The triangle shown in the diagram has an area of 24 square centimeters. What is h, the height in centimeters, of the triangle?
- A. 9
- B. 4
- C. 8
- D. 2
Correct Answer & Rationale
Correct Answer: C
To find the height \( h \) of the triangle, we use the area formula: \( \text{Area} = \frac{1}{2} \times \text{base} \times \text{height} \). Given the area is 24 cm², we can rearrange the formula to solve for \( h \): \( h = \frac{2 \times \text{Area}}{\text{base}} \). Assuming the base is 6 cm (since \( 24 = \frac{1}{2} \times 6 \times h \)), substituting gives \( h = \frac{48}{6} = 8 \). - Option A (9) is too high, as it would yield an area greater than 24 cm². - Option B (4) results in an area of only 12 cm², which is insufficient. - Option D (2) yields an area of 6 cm², far below the required area. Thus, only option C (8) satisfies the area requirement.

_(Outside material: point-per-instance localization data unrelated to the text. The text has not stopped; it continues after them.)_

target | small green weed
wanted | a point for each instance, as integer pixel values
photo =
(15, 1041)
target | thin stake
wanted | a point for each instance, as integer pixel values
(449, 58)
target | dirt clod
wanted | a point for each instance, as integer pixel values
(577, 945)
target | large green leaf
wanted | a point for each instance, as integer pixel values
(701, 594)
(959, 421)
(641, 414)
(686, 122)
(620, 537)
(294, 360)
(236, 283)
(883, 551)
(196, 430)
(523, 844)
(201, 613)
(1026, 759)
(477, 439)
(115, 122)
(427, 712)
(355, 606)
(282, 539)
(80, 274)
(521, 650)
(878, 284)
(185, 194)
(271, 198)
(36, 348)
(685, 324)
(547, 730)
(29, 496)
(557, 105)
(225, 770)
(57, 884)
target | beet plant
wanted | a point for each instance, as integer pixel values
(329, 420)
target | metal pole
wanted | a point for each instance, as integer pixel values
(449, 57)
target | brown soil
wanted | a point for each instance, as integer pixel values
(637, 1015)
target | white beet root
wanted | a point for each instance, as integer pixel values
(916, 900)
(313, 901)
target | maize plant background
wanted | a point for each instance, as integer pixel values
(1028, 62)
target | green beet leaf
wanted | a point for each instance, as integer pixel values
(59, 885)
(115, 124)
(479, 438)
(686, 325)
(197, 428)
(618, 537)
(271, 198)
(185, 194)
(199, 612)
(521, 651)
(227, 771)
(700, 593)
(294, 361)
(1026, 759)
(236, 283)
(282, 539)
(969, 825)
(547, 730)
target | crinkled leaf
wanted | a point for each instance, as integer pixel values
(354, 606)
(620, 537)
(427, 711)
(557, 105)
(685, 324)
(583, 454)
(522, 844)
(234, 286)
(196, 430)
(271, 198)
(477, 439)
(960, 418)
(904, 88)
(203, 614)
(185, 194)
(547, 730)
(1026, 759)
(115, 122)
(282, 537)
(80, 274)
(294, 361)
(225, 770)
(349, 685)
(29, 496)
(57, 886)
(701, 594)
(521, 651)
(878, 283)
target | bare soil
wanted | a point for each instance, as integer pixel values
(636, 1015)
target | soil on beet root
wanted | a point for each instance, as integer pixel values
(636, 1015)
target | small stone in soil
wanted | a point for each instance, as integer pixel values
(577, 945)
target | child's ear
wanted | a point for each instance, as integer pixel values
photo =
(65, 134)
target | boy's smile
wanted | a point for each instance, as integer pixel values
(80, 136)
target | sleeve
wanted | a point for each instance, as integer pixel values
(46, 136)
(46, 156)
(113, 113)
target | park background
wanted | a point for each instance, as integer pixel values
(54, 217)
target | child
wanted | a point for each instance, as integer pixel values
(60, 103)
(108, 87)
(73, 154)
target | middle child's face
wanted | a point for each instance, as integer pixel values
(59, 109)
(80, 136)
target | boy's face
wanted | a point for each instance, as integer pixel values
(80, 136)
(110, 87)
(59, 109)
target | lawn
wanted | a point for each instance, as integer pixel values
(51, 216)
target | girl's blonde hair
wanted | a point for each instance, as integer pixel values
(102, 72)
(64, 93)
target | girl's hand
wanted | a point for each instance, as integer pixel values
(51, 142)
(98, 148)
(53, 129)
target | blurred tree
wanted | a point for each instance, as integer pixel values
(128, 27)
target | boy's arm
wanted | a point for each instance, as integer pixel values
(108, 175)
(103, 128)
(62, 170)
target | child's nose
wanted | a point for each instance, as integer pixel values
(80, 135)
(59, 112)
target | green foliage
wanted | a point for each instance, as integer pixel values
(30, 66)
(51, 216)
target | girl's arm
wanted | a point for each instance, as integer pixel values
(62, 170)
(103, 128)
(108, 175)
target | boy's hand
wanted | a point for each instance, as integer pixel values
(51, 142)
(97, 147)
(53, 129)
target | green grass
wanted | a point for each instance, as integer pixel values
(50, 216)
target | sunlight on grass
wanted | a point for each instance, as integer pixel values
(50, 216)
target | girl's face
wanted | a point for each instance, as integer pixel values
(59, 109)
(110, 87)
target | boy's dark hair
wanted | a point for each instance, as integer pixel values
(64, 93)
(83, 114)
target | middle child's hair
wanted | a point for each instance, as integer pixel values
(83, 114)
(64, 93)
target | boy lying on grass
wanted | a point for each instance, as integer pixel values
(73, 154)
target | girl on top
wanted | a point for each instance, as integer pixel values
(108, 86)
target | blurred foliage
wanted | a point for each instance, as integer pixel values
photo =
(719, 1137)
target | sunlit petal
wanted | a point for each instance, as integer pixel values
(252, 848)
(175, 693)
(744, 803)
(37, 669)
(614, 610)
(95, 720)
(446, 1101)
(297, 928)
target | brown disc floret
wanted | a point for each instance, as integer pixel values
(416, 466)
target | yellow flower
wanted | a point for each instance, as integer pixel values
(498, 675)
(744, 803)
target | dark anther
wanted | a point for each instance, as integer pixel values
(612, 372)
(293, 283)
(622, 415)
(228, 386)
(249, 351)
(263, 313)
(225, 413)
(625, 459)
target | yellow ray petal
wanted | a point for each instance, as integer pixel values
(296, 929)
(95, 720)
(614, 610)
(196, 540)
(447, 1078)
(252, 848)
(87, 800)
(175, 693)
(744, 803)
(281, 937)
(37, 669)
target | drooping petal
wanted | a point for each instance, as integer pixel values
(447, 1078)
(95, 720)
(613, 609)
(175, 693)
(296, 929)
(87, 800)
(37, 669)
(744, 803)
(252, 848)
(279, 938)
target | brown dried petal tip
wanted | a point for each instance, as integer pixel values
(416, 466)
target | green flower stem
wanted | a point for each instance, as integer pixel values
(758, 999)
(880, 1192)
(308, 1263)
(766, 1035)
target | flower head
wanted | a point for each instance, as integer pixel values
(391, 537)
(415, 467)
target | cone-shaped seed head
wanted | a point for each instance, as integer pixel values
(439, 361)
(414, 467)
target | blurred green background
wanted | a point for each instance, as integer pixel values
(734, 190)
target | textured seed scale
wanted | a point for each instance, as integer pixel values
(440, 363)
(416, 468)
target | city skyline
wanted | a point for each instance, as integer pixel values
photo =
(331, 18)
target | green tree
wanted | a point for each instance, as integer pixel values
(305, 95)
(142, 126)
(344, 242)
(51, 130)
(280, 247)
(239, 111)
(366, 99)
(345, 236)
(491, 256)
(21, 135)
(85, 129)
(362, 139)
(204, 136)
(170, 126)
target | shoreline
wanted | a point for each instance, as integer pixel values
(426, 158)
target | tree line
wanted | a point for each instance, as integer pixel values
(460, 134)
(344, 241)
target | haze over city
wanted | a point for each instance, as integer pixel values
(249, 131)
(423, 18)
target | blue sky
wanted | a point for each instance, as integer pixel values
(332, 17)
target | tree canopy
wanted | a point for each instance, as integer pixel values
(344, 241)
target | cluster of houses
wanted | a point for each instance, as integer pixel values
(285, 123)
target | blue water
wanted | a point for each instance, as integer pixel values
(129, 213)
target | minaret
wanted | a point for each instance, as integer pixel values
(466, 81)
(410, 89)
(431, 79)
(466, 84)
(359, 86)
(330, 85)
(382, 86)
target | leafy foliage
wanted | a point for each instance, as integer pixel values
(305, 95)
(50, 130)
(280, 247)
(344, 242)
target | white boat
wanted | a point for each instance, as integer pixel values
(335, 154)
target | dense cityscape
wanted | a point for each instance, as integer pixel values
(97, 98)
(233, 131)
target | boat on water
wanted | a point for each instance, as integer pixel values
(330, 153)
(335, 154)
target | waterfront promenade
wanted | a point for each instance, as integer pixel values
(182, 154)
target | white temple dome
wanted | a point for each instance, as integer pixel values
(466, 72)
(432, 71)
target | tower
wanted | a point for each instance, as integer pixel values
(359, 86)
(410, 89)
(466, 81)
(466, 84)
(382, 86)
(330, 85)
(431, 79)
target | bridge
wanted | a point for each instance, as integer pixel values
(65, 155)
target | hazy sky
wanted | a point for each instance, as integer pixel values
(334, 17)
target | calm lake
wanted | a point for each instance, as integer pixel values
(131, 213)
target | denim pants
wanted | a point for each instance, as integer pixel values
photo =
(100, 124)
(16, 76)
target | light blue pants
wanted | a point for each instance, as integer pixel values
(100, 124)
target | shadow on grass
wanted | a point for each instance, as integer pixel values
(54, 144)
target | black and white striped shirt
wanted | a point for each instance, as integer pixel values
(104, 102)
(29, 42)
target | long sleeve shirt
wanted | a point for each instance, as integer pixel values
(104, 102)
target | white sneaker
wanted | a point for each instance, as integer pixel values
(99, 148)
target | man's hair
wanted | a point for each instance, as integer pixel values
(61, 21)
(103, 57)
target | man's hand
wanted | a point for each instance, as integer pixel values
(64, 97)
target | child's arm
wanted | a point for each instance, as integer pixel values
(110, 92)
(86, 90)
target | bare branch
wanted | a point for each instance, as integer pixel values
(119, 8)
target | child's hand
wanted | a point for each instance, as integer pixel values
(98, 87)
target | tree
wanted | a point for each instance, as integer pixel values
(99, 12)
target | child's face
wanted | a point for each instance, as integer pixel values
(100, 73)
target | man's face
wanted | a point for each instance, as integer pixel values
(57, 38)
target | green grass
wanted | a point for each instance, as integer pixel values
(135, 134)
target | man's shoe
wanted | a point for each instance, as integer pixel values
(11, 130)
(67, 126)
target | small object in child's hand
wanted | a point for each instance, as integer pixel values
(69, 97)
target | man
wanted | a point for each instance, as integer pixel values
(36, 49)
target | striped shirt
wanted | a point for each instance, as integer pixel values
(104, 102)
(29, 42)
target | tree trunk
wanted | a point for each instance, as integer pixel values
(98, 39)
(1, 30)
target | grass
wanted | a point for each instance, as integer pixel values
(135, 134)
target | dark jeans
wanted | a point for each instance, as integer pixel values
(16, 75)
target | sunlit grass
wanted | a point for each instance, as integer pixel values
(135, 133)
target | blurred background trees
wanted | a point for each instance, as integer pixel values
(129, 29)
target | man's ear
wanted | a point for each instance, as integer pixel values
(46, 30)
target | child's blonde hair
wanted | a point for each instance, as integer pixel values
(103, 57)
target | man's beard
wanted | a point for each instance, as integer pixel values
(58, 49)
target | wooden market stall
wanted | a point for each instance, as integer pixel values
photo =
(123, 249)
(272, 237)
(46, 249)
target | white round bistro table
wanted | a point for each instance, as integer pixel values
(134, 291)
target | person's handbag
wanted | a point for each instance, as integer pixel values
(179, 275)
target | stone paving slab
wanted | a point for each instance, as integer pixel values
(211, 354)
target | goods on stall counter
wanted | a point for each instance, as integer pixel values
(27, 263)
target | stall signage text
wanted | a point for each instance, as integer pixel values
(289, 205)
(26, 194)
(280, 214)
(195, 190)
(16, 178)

To find the height \( h \) of the triangle, we use the area formula: \( \text{Area} = \frac{1}{2} \times \text{base} \times \text{height} \). Given the area is 24 cm², we can rearrange the formula to solve for \( h \): \( h = \frac{2 \times \text{Area}}{\text{base}} \). Assuming the base is 6 cm (since \( 24 = \frac{1}{2} \times 6 \times h \)), substituting gives \( h = \frac{48}{6} = 8 \). - Option A (9) is too high, as it would yield an area greater than 24 cm². - Option B (4) results in an area of only 12 cm², which is insufficient. - Option D (2) yields an area of 6 cm², far below the required area. Thus, only option C (8) satisfies the area requirement.